Engineer Chiandetti and driver Jürgen Pechar are testing the 12-speed version of the transmission in a EURO 6 truck. Sitting in the cab, the engineer starts by using his laptop computer to check all the electrohydraulic valves, making sure their seals are still tight and their operational efficiency is unaffected; as yet, neither engine nor heating have been switched on. Then he gives Pechar the signal to start. The truck rumbles into life and he drives off, bringing the diesel engine and transmission quickly up to operating temperature. From the passenger seat, Chiandetti issues precise instructions on the shifting sequence.

Just a snowball’s throw away, the second vehicle still hasn’t moved from the spot – in fact, the drive wheels are spinning on the icy surface, unable to find a grip. It’s a common problem for truckers parking in cold regions: the cold snow starts to melt under the warm tires of a newly parked truck, then quickly freezes solid again due to the very low temperatures. If you were sitting in a vehicle with manual transmission, you could use some clever clutch action to rock the vehicle to and fro by engaging and then disengaging the engine. But TraXon is fully automatic – so instead, it has a “rock-free” function. This engages the clutch one gear higher than the gear that was actually selected, and also sets it up so it is super-easy to control via the electronic gas pedal. While test driver Andreas Arnegger rocks the truck free, application engineer Daniel Gelder busily records all the relevant data on his laptop. Certain parameters may need to be adjusted subsequently. “We’re optimizing the assistance system now so that later, any and every truck driver will find it really easy and intuitive to use,” explains the engineer.

Video: Testing TraXon in Sweden

In Arjeplog a ZF Vehicle Test team is making final adjustments to the TraXon automatic transmission system.

Repeating road tests as often as needed

“The key to effective testing is that we should be able to repeat all these dynamic, real-world road tests as many times as we need to, under identical extreme conditions,” explains test driver Marcus Haug.

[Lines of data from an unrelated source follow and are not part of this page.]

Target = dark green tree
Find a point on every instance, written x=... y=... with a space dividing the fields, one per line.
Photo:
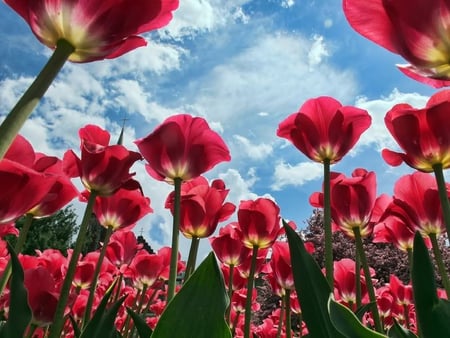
x=56 y=231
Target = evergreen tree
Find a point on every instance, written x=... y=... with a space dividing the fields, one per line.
x=56 y=231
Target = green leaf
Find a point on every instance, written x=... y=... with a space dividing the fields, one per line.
x=198 y=310
x=19 y=311
x=347 y=323
x=312 y=288
x=398 y=331
x=141 y=326
x=102 y=323
x=433 y=314
x=76 y=329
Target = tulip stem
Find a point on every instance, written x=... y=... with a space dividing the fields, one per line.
x=443 y=194
x=59 y=318
x=16 y=118
x=280 y=321
x=248 y=301
x=175 y=239
x=192 y=258
x=230 y=294
x=327 y=223
x=93 y=286
x=368 y=279
x=358 y=281
x=287 y=312
x=17 y=248
x=440 y=263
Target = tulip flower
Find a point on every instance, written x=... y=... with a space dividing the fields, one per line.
x=121 y=210
x=80 y=31
x=416 y=30
x=258 y=228
x=325 y=131
x=202 y=207
x=96 y=30
x=352 y=201
x=182 y=147
x=103 y=168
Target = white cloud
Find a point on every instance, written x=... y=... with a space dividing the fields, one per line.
x=195 y=16
x=296 y=175
x=253 y=151
x=317 y=52
x=287 y=3
x=377 y=135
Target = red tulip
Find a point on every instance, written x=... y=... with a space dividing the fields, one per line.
x=42 y=295
x=423 y=134
x=202 y=207
x=122 y=209
x=403 y=293
x=96 y=29
x=103 y=168
x=228 y=246
x=146 y=269
x=416 y=202
x=323 y=129
x=122 y=247
x=22 y=189
x=258 y=223
x=282 y=266
x=182 y=147
x=414 y=29
x=344 y=281
x=353 y=200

A typical example: testing how the TraXon transmission behaves on icy surfaces. “Wheels lock up very quickly on ice, so the transmission control unit must be able to recognize what’s happening and respond accordingly,” explains function developer Bemetz. The challenge for the control unit is first, to disengage much faster than usual to prevent the engine from stalling. Second, it must realize that although the wheels are standing still, the truck itself is sliding, so that it doesn’t attempt to engage a low starting gear in this situation. If it did shift into low gear as soon as the driver released the brake pedal – despite the fact the vehicle is still sliding at high speed – the consequences could be very serious. “Horror scenarios range from major clutch damage through to an uncontrollably skidding semi,” emphasizes test driver Arnegger. “Our cold-climate-aware transmission electronics always know precisely what’s required for safe driving!”

The testing area

Every winter, test centers in the far North exert an almost magnetic attraction on vehicle manufacturers and suppliers alike. Between November and March, a total of some 30,000 auto testers from around 20 countries assemble in the countryside surrounding Arjeplog. The town itself has just 3100 inhabitants. The rise of northern Sweden’s municipalities to become the world’s largest automotive winter test center first began in 1967, when a carmaker made the journey to Arvidsjaur to run engine tests. Those early years had little in common with today’s high standards of test-driving. Back then, the developers brought their own brooms and shovels so they could shift snow off the icy surfaces. To check whether the ice was safe to drive on, they would send unmanned cars out over the lakes with their auto transmissions set to “Drive”. But as more and more specialists became aware of the region’s stable winter climate and total seclusion – ideal conditions for winter testing – a professional testing infrastructure swiftly took shape in this remote corner of Lapland.